How often should I update llms.txt?

Update it every time you publish a major new page or section, ideally within 48 hours of shipping. Add a step to your content publishing checklist: after shipping the page and updating sitemap.xml, add one line to the Pages section of llms.txt. At minimum, review the file quarterly. A stale llms.txt that lists deleted pages or omits your flagship content actively misleads AI engines that read it.

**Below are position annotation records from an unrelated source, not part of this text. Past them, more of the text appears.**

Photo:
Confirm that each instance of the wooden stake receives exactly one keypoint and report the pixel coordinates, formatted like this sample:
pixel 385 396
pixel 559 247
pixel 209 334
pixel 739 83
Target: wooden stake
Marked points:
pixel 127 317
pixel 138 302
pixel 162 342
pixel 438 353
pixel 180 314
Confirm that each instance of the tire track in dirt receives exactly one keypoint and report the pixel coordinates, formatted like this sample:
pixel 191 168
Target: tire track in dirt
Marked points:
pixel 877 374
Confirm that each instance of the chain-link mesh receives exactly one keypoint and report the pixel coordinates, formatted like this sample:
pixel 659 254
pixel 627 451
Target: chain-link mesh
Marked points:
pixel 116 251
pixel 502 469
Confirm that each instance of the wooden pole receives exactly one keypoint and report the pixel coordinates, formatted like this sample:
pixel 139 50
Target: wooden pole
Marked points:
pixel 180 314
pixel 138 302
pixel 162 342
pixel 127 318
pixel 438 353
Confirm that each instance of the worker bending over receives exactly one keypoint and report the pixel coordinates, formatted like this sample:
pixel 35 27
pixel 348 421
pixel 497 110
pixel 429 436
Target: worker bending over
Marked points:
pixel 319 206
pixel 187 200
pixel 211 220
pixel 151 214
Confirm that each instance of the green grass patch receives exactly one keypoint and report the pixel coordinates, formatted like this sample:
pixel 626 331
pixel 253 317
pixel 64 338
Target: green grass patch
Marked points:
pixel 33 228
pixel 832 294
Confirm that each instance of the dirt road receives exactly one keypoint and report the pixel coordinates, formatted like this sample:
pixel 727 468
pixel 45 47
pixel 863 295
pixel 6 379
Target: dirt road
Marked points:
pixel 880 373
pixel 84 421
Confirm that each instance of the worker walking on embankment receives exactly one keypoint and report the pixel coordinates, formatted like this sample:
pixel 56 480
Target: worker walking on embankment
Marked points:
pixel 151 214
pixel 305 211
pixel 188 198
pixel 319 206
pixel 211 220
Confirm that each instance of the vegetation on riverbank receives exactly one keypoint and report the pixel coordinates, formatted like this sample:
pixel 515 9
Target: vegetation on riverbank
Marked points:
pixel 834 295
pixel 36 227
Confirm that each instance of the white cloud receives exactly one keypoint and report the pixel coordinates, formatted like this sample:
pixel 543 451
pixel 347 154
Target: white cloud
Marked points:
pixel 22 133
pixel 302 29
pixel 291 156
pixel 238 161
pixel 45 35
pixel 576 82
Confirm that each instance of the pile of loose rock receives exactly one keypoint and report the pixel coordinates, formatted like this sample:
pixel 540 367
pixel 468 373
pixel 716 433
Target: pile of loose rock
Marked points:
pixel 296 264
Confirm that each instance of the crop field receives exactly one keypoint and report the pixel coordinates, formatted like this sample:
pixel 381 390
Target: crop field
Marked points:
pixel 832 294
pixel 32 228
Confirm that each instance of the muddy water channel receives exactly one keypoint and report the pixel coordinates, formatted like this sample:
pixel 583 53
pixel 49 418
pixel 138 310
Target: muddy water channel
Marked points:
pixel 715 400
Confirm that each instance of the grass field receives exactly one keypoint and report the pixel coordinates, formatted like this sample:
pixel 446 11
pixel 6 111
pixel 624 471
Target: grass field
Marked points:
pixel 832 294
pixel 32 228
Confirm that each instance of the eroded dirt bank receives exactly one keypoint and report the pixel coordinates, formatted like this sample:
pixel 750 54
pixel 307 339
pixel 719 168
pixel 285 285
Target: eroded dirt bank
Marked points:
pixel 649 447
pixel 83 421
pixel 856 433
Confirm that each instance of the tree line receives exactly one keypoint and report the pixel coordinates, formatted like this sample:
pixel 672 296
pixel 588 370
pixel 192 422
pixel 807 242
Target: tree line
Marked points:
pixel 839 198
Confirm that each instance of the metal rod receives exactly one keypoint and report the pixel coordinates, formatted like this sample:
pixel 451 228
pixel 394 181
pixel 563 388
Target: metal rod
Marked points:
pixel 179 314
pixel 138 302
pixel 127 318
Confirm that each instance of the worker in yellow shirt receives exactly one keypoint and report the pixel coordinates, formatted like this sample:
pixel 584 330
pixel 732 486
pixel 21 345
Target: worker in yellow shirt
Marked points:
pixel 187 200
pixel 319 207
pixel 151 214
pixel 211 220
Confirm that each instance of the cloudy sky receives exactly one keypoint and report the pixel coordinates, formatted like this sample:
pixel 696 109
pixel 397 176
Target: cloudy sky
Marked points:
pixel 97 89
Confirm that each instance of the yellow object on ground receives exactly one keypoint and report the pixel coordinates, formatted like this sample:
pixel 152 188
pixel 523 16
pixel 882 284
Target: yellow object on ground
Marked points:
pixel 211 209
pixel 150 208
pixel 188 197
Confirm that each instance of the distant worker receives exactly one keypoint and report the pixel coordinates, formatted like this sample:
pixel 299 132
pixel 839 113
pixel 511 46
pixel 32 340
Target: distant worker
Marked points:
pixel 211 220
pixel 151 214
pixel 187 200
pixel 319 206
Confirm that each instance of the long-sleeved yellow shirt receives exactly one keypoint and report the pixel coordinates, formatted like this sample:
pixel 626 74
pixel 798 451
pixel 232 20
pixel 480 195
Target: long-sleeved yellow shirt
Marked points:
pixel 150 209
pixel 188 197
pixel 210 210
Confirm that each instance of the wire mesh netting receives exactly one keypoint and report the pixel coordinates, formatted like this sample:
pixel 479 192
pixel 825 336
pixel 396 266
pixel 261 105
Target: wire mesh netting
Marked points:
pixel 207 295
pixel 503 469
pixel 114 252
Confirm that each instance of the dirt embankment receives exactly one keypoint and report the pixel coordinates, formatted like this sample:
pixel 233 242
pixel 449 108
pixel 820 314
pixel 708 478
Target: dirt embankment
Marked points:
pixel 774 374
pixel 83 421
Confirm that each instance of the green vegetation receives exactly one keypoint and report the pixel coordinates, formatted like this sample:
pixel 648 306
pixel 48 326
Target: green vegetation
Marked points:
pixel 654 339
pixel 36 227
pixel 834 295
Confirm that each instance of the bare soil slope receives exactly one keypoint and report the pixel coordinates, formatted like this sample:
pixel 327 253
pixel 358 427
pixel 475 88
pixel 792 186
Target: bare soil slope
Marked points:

Which AI engines actually read llms.txt?

As of May 2026, Anthropic's Claude reads llms.txt during web tool calls and uses the page descriptions to decide which URLs to fetch first. Perplexity's crawler indexes it as a site-context signal. ChatGPT does not have documented llms.txt-specific parsing — it routes through Bing's index, so the file is indexed as a page but not parsed differently from other pages. Google's crawlers index it as a page but Google AI Overviews does not have a documented llms.txt integration. The file is most valuable for Claude- and Perplexity-origin traffic today.

What is llms-full.txt?

llms-full.txt is an optional companion file, part of Jeremy Howard's original September 2024 spec, that contains the full text of your most important pages rather than one-line summaries. The intent is to give AI engines a single file they can read to understand your site without crawling individual URLs. Claude supports injecting llms-full.txt content into its context window. For most small business sites, the main llms.txt is sufficient; llms-full.txt is more useful for documentation sites and knowledge bases where full-text retrieval matters.